Al comienzo pensé en aprovechar la coincidencia del signo de Piscis y del nombre Gabriel para justificar este estilo. Pero mientras escribo me doy cuenta de que la apropiación de un estilo no se basa en la repetición de palabras y frases como “Gabriel”, “Piscis”, “lugares comunes” o “lo siento”, sino en la comprensión del tono y la actitud del autor.
Hay una falsa modestia en el Gabo, siendo el escritor que es, cuando dice que escribe por timidez, que pelea a trompadas contra las palabras (que es bruto para escribir) o que no sabe lo que es la literatura.

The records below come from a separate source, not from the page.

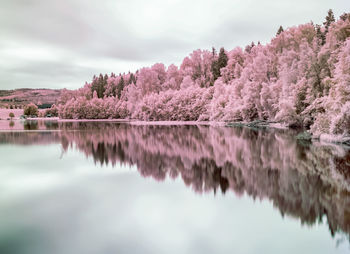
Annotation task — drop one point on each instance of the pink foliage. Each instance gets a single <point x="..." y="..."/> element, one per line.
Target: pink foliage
<point x="301" y="77"/>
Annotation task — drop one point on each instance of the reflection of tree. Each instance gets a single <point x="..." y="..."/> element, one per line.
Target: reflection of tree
<point x="304" y="181"/>
<point x="31" y="125"/>
<point x="307" y="182"/>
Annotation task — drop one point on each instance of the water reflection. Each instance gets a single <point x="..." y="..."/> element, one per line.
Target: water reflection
<point x="306" y="181"/>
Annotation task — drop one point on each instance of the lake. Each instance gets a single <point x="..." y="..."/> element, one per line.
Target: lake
<point x="106" y="187"/>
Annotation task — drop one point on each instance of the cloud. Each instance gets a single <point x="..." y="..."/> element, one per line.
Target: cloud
<point x="63" y="43"/>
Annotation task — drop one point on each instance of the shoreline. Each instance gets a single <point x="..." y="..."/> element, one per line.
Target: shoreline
<point x="259" y="124"/>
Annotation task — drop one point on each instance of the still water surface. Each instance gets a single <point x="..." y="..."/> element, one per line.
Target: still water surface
<point x="95" y="187"/>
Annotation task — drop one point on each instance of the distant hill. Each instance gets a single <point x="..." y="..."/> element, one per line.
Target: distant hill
<point x="19" y="97"/>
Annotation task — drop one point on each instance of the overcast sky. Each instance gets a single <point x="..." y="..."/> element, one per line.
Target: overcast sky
<point x="63" y="43"/>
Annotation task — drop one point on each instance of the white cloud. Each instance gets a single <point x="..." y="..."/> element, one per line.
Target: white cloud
<point x="86" y="38"/>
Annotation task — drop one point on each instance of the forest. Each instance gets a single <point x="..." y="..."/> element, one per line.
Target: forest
<point x="301" y="78"/>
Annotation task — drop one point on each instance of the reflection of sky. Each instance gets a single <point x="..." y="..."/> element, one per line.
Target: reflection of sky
<point x="65" y="204"/>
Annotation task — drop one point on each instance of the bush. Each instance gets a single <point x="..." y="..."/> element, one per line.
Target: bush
<point x="31" y="110"/>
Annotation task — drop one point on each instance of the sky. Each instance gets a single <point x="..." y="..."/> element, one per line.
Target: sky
<point x="63" y="43"/>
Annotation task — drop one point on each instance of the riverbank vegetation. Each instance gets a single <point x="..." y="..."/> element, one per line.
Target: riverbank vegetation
<point x="300" y="78"/>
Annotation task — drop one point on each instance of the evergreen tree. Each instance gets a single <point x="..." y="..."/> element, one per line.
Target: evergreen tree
<point x="329" y="20"/>
<point x="320" y="35"/>
<point x="280" y="30"/>
<point x="218" y="63"/>
<point x="120" y="87"/>
<point x="222" y="61"/>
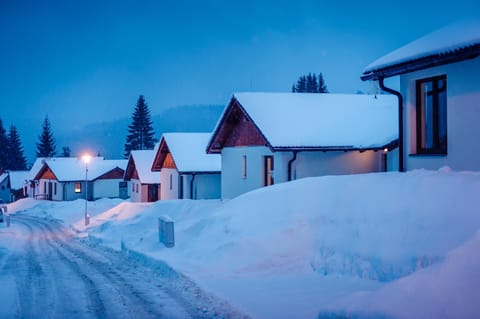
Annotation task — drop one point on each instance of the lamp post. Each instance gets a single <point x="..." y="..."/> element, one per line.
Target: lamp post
<point x="86" y="159"/>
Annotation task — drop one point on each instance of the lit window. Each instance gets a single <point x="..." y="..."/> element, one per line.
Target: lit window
<point x="244" y="166"/>
<point x="268" y="170"/>
<point x="432" y="116"/>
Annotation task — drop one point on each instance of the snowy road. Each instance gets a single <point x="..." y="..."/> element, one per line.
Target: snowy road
<point x="45" y="272"/>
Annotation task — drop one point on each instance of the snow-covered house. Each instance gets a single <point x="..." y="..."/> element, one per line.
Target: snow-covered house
<point x="18" y="183"/>
<point x="4" y="187"/>
<point x="267" y="138"/>
<point x="186" y="170"/>
<point x="439" y="97"/>
<point x="145" y="184"/>
<point x="70" y="178"/>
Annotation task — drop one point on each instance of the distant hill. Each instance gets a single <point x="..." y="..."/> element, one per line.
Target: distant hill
<point x="108" y="138"/>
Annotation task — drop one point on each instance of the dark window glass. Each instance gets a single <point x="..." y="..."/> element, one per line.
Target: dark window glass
<point x="432" y="116"/>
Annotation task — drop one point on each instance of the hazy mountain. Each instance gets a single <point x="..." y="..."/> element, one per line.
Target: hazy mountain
<point x="108" y="138"/>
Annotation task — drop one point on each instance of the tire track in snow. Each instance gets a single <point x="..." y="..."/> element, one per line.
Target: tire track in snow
<point x="100" y="276"/>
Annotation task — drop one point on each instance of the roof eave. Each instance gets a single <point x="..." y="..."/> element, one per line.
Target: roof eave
<point x="423" y="63"/>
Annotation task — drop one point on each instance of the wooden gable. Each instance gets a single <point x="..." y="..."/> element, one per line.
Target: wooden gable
<point x="115" y="173"/>
<point x="163" y="158"/>
<point x="236" y="129"/>
<point x="131" y="171"/>
<point x="45" y="173"/>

Quizá sea cierto, no dudo que sienta timidez o de que desee que sus amigos lo quieran más, pero también es cierto que reconoce que su ser escritor es un mérito descomunal y que, siendo un premio nobel, se anima a sugerir una utilidad humana del terrorismo.
            Así que bueno…
Me encantaría dedicarme a la escritura pero no estudio Letras porque no tengo la paciencia suficiente. Prefiero estudiar Artes, que me resulta más hedonista. Por otro lado, salen más escritores de la Facultad de Ciencias Sociales que de Filosofía & Letras, ténganlo en cuenta.
Me encuentro indeciso entre dos especialidades dentro de la carrera de Artes. Las alternativas son artes combinadas (cine y teatro) o artes plásticas. Vocacionalmente, mi arte es el cine. Aprendí el hacer cinematográfico en el Centro de Formación Profesional del Sindicato de Cine, el S.I.C.A., y actualmente me expreso realizando cortometrajes con amigos de otras facultades. Pero en esta carrera, una mitad completa de las artes combinadas es el teatro y esa mitad no me atrae tanto. Dudo si puedo dedicarle el cincuenta por ciento de mis esfuerzos a un tema que no me interesa profundizar en demasía, entonces, la opción de las artes plásticas me resulta una variante interesante. En todo caso, sería ideal que las artes combinadas fueran el cine y la literatura o el cine y la pintura, pero eso, por el momento, es una fantasía.
Creo en los géneros y los disfruto. Los que más adoro son los que imaginan mundos imposibles y situaciones improbables: la aventura, la fantasía y la ciencia ficción.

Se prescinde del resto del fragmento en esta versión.